Bunların da aydınlatılması gerekir. Çeşitli yöntemlerle çıkarılıp tanısı konulabilir. İğne ya da radyoaktif madde ile bu kireçlenmelerin yerleri işaretlenerek çıkarılır. Bu kireçlenmeler grup oluşturuyorsa, şekilleri birbirine benzemiyorsa, sayıları 4-5 taneden fazla ise incelenmesi gerekmektedir.” dedi.
Tümörün büyüklüğü ameliyatı etkiler mi?
Meme kanserinin tedavisinde birincil tedavi cerrahi yöntemdir. Erken evre meme kanserlerinde (bir ve ikinci evrelerde)öncelikle cerrahi tedavi uygulanır. Ancak İlerlemiş kanserlerde ilk tedavinin cerrahi olmaması gerektiğini belirten Prof. Uras, “Önce kemoterapi ile kitle küçültülüp, evresi düşürülmeli, ardından cerrahi yapılmalıdır. Hangi hastaya cerrahi, hangisine kemoterapi yapılacağına hekim karar vermelidir.” diye konuştu.
Kadınlara meme koruyucu cerrahi yapmayı çok önemsediklerini ancak her kadında bunun mümkün olmadığını anlatan Prof. Uras şunları söyledi: “Memenin alınıp alınmama kararını etkileyen faktörler memenin büyüklüğü, tümörün çapı ve tümörün memede çok odaklı olup olmamasıdır. Büyük memede tümör büyük olduğu halde meme korunabilirken, küçük memede daha küçük bir tümör memenin alınmasını gerektirebilir.”
Koruyucu meme cerrahisinde tümör onkolojik prensiplere uygun olarak çıkarılmalıdır ve bu işlemden sonra memenin estetik görünümü de iyi olmalıdır. Erken evredeki bir meme kanseri memenin içinde birden fazla odakta olduğunda koruyucu meme cerrahisi ile tedavi edilemez. Bu durumda da mastektomi denilen memenin tümünün alınması işlemi yapılmalıdır. Bu tür hastalar isterlerse aynı seansta protez konularak meme rekonstrüksiyonu yapılabilir.
Silikon kullanımı meme kanseri teşhisini zorlaştırır mı?
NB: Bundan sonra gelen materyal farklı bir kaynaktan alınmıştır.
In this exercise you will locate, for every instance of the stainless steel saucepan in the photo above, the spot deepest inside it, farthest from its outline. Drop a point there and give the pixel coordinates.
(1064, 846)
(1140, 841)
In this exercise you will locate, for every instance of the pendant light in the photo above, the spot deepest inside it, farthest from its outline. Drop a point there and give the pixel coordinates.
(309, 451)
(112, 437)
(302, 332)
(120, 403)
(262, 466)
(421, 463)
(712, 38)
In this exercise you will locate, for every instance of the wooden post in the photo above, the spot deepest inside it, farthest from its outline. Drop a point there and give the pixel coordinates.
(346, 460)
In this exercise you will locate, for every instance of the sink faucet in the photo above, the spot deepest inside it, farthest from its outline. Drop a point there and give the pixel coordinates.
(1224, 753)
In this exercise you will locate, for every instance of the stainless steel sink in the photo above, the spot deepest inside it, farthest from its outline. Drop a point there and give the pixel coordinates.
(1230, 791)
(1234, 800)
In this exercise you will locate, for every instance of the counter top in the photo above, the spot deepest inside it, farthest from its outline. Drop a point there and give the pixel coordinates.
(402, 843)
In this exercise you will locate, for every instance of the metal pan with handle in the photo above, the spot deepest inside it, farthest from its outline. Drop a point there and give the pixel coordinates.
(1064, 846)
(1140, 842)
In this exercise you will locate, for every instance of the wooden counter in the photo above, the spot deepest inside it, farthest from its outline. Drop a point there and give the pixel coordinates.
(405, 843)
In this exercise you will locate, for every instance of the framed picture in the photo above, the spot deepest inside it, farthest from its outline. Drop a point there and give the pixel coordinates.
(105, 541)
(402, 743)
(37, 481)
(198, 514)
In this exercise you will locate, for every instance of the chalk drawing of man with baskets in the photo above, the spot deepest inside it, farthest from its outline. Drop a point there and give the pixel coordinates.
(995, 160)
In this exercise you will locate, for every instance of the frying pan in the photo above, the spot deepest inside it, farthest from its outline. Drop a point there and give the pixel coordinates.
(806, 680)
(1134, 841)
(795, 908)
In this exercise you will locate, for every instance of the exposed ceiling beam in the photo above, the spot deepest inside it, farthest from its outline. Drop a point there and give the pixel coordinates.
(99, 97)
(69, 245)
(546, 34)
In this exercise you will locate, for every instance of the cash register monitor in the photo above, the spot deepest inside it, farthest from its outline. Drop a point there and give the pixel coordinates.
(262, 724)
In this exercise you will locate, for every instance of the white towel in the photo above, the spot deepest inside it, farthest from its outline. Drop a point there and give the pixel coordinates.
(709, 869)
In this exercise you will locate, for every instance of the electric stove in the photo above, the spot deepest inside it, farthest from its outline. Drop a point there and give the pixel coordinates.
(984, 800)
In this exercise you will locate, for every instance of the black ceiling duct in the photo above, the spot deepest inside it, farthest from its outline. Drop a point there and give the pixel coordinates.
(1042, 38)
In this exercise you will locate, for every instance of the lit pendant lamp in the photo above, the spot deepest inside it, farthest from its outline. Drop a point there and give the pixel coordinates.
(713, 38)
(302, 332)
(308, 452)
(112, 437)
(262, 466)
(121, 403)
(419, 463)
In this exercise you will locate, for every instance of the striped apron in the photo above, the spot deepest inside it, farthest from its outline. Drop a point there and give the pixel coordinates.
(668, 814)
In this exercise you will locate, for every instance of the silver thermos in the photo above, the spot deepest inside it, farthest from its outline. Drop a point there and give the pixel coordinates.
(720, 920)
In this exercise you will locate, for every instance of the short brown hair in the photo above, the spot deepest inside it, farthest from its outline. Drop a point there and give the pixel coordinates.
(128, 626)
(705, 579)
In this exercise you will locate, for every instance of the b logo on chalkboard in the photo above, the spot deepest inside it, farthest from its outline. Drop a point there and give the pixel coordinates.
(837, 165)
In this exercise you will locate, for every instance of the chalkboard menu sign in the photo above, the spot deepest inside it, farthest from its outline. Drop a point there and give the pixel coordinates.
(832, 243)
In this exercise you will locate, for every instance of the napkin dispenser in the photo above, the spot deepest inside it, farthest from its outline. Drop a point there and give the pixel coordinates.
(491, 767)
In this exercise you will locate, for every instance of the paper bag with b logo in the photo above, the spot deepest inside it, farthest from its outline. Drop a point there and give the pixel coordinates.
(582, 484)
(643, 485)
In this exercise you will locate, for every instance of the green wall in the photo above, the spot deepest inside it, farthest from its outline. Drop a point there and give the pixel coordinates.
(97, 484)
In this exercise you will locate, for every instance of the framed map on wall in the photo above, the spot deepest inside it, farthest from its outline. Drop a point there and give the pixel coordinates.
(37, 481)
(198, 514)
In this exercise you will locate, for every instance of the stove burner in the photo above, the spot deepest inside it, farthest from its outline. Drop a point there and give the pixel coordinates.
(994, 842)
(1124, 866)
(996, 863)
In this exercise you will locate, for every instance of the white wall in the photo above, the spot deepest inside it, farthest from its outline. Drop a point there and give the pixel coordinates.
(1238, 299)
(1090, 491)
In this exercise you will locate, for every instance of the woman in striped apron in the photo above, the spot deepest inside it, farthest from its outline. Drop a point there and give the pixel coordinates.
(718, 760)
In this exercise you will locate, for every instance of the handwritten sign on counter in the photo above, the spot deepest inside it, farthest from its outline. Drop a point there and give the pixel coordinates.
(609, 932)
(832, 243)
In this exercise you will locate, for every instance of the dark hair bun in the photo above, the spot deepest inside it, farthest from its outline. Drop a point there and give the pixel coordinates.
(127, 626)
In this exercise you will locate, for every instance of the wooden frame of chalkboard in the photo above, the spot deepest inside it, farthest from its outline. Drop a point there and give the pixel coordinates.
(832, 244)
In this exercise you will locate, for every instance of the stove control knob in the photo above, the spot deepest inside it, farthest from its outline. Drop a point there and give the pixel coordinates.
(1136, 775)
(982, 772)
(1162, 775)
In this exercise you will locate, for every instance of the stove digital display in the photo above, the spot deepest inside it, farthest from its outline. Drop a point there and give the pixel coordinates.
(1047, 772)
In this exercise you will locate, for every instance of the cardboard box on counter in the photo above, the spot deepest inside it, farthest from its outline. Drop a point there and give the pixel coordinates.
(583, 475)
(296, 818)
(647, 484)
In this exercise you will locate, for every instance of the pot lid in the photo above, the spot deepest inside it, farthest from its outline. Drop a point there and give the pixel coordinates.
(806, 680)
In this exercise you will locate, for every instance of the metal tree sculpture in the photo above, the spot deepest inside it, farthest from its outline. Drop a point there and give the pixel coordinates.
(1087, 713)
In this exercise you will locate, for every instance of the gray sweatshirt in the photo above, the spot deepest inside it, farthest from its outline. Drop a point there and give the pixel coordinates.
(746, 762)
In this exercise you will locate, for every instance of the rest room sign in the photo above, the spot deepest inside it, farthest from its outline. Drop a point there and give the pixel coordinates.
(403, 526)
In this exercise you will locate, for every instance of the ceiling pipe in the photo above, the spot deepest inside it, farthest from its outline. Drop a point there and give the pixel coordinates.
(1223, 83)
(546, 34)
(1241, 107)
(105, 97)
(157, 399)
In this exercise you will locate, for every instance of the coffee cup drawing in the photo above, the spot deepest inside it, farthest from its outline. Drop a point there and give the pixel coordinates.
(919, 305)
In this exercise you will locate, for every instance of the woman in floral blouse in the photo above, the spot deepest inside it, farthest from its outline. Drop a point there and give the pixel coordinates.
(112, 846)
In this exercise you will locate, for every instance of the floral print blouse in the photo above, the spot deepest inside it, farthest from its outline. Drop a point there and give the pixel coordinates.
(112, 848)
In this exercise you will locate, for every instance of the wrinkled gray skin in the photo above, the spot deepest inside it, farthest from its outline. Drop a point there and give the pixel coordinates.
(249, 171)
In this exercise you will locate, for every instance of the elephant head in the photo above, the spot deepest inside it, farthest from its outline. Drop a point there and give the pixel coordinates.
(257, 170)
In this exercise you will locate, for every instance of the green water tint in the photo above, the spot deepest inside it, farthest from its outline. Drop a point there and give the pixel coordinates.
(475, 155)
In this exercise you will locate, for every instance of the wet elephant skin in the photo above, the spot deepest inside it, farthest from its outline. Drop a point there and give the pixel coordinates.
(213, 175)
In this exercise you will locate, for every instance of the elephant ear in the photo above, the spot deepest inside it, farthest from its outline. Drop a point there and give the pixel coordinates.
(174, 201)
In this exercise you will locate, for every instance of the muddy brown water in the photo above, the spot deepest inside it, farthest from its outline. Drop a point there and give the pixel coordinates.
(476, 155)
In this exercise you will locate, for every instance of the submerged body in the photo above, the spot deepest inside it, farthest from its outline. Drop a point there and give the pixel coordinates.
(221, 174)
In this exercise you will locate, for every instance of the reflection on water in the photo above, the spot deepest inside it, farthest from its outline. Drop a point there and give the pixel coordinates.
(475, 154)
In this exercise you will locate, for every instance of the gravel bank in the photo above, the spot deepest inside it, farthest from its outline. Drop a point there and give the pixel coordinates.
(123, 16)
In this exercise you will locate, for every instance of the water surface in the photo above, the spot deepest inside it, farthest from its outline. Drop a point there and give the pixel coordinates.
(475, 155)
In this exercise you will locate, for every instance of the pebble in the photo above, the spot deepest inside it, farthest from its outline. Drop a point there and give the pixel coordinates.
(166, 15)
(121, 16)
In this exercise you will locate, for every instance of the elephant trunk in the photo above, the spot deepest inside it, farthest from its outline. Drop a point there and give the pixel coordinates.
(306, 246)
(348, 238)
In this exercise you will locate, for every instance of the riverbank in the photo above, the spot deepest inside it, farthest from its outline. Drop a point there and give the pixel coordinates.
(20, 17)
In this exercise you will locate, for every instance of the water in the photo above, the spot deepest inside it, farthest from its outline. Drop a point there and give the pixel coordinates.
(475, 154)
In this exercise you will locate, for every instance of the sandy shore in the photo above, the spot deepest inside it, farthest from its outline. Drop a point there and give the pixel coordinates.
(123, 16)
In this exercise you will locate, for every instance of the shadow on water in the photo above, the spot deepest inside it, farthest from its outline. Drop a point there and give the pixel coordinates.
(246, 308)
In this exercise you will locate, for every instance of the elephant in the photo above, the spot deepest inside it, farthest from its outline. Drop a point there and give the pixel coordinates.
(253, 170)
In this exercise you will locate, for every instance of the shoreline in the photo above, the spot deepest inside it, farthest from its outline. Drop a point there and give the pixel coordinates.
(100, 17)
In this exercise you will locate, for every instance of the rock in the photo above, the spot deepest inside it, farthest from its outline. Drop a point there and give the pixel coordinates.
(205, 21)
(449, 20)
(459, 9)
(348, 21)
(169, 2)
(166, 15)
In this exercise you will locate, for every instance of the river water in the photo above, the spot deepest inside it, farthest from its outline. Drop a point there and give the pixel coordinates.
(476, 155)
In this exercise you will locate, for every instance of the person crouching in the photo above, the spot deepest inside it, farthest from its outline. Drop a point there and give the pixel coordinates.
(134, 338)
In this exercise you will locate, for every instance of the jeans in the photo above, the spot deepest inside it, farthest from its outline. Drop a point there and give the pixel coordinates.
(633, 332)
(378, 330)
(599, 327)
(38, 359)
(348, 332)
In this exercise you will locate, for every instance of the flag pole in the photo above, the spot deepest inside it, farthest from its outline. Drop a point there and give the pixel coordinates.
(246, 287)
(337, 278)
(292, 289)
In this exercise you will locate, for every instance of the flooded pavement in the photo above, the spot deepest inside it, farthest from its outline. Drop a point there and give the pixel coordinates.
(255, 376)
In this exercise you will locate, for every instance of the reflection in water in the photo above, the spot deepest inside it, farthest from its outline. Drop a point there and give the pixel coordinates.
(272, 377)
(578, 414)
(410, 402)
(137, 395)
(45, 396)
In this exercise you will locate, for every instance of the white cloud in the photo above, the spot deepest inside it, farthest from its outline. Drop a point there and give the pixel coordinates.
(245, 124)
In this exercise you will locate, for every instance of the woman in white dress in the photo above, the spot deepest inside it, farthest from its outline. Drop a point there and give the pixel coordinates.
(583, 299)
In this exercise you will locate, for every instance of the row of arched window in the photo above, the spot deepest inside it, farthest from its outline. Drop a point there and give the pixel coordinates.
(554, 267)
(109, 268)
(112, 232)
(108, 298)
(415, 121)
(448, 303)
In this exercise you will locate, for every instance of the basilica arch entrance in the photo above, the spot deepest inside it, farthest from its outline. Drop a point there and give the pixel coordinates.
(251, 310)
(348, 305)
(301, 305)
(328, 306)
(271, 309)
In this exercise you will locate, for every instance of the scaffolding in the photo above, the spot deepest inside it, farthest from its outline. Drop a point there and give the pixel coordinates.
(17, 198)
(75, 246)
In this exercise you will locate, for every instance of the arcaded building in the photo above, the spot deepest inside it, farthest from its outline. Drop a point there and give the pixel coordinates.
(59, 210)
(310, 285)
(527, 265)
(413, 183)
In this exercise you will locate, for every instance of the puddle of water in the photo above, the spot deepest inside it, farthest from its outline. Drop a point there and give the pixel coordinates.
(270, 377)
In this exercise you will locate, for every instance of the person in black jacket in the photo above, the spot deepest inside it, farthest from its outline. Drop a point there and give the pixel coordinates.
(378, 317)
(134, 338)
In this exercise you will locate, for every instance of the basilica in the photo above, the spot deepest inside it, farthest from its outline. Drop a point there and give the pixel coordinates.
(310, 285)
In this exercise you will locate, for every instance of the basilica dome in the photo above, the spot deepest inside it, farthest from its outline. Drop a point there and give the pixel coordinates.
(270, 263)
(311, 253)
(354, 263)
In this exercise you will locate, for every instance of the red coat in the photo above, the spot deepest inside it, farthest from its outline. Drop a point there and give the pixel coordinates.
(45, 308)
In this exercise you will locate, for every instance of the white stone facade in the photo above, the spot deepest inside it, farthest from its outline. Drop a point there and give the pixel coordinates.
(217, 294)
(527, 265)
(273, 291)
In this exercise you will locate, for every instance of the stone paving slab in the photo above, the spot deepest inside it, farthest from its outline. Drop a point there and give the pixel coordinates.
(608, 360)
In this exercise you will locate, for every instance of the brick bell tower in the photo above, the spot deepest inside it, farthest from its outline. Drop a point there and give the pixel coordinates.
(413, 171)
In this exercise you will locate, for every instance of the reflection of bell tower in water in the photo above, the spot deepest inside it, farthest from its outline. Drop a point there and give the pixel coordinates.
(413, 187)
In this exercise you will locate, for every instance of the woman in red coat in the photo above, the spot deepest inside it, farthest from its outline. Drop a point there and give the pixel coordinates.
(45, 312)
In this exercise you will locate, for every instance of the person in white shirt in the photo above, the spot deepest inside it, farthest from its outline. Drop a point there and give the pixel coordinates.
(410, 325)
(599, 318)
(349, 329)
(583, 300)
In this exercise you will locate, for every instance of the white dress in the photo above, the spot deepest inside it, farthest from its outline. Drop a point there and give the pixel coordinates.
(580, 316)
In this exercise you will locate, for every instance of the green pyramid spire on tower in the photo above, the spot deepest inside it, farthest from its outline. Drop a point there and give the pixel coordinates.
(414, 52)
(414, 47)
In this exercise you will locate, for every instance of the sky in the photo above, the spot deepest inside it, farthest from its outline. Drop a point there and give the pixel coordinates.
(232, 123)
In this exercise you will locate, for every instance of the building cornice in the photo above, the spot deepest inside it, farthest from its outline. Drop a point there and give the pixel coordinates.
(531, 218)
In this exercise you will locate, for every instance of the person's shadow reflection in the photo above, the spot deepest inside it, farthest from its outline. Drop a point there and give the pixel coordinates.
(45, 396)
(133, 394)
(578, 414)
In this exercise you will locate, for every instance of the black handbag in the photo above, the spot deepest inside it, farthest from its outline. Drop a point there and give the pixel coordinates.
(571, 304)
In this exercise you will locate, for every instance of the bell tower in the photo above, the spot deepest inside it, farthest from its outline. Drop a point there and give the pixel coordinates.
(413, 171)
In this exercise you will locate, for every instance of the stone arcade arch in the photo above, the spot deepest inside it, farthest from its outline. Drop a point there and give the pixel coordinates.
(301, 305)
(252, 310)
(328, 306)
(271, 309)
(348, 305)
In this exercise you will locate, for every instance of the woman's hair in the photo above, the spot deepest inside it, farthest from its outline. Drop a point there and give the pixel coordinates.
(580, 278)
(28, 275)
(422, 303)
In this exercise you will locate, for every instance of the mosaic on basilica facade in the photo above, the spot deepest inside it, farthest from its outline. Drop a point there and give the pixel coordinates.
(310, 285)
Silikon meme dokusunun arkasına konulduğundan, tomografi ve MR’daki gelişmeler sayesinde kadınların meme takibi yapılabiliyor. Silikon büyük bir engel yaratmıyor. Meme takibi yaparken çok küçük ipuçlarından meme kanseri tanısı konulabiliyor. Kadınlara gereksiz yere biyopsiler yapılmasını tercih etmediklerini anlatan Prof. Uras, kadınların meme kontrolleri için meme ile uğraşan genel cerrahi uzmanlarına gitmeleri gerektiğini söyledi. Hiçir zaman için tek başına mamografiye güvenilmemesi gerektiğine değinen Prof. Uras, “Diğer radyoloji yöntemleriyle, tüm risk faktörleriyle kadını bir bütün olarak değerlendirmek gerekiyor. Sadece test tek başına yeterli değildir.” diye belirtiyor.
Her meme kanserinde koltukaltı lenf bezlerinin
tamamı alınmalı mı?
Koltukaltı lenf bezlerinde kanserli hücrenin olup olmadığı ameliyat sonrasındaki tedavinin planlanmasında çok önemlidir. Hastalığın evrelemesinde koltukaltı lenf bezlerinde kanserli hücre olup olmaması belirleyicilerden birisidir. Eskiden meme kanseri olan hastaların hepsinde koltukaltındaki lenf bezlerinin tamamı çıkarılıyordu. Ancak son yıllarda “sentinal lenf bezi biyopsisi” kavramı gündeme geldi. “Sentinel lenf bezi” memeden gelen lenf sisteminin ilk durağıdır ve “bekçi lenf bezi” şeklinde özetlenebilir.
Sentinel lenf bezinde kanser hücresi yoksa koltukaltı lenf bezlerinin tamamının çıkarılması gerekmez. Ancak sentinel lenf bezinde kanser hücresi bulunan hastalarda koltukaltındaki lenf bezlerinin alınması gereklidir.
Sentinel lenf biyopsisi yönteminde ameliyattan belirli bir süre önce hastaya radyoaktif bir madde ve ameliyattan hemen önce özel bir boya verilir. Gama dedektör ve gama prob ile radyoaktif maddeyi tutan ve boyanmış lenf bezinin yerini belirleyerek bu bezeyi çıkarıyoruz. Ameliyathanede patoloji doktorları ön inceleme ile bu ilk (bekçi) lenf bezinde kanser hücresi olup olmadığını belirliyorlar.
Eğer kanserli hücreye rastlanmazsa koltukaltındaki lenf bezleri alınmıyor. Bunun aksi söz konusu ise, yani sentinel lenf bezinde kanser hücresi varsa koltukaltındaki lenf bezlerinin tamamı çıkarılıyor. Lenf bezlerinin tamamının çıkarılmaması meme kanseri nedeniyle ameliyat edilen hastalarda diğer kazançlarının yanı sıra kolda şişmenin ömür boyu önlenmesini sağlıyor.